In the next adjustable settings menu select at Genecategory ‘transcription regulator Act’ for gene filtering. In the ‘Hugoonce Dataset’ pulldown menu the first selected dataset will be used as target dataset for probeset usage. For most platforms each gene has multiple probesets, when using this option R2 takes the probeset with the highest average signal. For the megasearch you can not use for each dataset a different probeset for a particular gene. In the ‘Hugooce Dataset’ pulldown menu you can change the target dataset in case you already familar with one of the selected datasets to make sure that probesets from single datasets analysis are used. In case of OTX2 which is a marker gene for Medulloblastoma two probesets are designed (242128_at and 231731_at) in the most Medulloblastoma datasets depending of the subgroups 242128_at has the highest expression level and will be picked by R2 however in other type of cancers/tissues there is hardly any expression of the OTX2 gene and in that case the other probeset could easily be selected. At the statictics pulldown menu you can select fdr_modarate_t_statistics (Limma , Limma-git) or the standard uncorrected_t_test. The Limma algorithm is specifically designed for the analysis of gene expression data , leave the statistics at moderate_t_statistics and click next. Two tables of genes are generated with the highest significantly expressed genes for group 1 and group 2. In the left genelist (group 2) we find in the top 10 , the OTX2 gene which is accociated with medulloblastoma.

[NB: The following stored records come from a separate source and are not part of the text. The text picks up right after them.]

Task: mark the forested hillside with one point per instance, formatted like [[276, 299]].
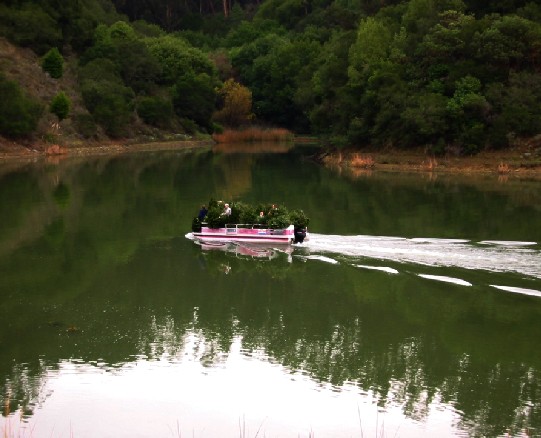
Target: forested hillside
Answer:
[[449, 75]]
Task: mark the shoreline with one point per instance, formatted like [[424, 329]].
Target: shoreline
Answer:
[[517, 162]]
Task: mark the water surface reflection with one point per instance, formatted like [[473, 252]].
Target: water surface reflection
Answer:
[[115, 324]]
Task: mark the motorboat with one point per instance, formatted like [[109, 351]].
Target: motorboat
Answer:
[[252, 233]]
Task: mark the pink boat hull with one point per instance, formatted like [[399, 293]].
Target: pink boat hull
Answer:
[[236, 233]]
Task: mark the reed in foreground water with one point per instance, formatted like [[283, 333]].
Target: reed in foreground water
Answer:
[[253, 134]]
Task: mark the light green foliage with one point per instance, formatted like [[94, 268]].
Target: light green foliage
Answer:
[[30, 26], [110, 104], [177, 58], [53, 63], [155, 110], [19, 114], [371, 47], [60, 106], [194, 98], [274, 216]]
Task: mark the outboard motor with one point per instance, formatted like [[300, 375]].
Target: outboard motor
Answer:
[[300, 234]]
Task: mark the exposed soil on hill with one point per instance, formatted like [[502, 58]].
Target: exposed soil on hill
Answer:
[[61, 140], [522, 161]]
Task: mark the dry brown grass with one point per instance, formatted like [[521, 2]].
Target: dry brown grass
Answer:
[[361, 161], [503, 168], [253, 134]]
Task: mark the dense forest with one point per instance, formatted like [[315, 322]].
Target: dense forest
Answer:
[[449, 75]]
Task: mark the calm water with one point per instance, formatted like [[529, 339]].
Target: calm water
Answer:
[[414, 310]]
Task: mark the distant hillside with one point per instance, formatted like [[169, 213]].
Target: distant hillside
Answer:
[[23, 66]]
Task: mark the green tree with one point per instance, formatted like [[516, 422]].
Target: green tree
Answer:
[[194, 98], [53, 63], [155, 110], [111, 105], [60, 106], [177, 58], [237, 104]]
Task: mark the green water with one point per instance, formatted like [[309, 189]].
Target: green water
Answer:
[[414, 309]]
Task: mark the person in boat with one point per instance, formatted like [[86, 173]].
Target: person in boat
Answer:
[[227, 210], [202, 213]]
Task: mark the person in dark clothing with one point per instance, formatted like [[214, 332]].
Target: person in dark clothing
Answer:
[[202, 213]]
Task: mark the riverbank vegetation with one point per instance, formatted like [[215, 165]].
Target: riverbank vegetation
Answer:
[[269, 215], [454, 76]]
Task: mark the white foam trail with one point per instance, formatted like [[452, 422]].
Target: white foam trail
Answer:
[[378, 268], [507, 243], [446, 279], [321, 258], [519, 290], [431, 252]]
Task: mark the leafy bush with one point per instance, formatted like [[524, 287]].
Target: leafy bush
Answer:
[[19, 114], [155, 111], [110, 104], [60, 106], [85, 125], [276, 217], [53, 63]]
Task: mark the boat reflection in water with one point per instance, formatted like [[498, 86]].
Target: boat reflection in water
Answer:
[[254, 250]]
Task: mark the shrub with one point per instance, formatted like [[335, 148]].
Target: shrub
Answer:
[[19, 114], [53, 63], [110, 104], [155, 111], [85, 125], [60, 106]]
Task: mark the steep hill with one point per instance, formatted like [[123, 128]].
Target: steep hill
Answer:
[[23, 66]]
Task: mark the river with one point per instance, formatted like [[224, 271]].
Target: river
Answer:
[[413, 310]]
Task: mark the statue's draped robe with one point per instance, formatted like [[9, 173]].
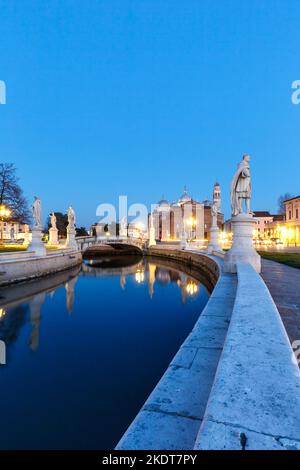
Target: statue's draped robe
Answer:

Figure 13: OTX2 BoxDotplot

In the previous Adjustable settings box, where the grouping parameters were assigned, you can also split datasets based on their subgoups (tracks) and incorparate the subgroups in different test groups as illustrated in Figure 14.

Figure 14: Assign the statistical subgroup for testing.

Figure 14: Assign the statistical subgroup for testing

_images/R2d2_logo.png Did you know that the Megasampler can also be used to investigate through the methylation datasets

10.6. Final remarks / future directions¶

We hope that this tutorial has been helpful, the R2 support team.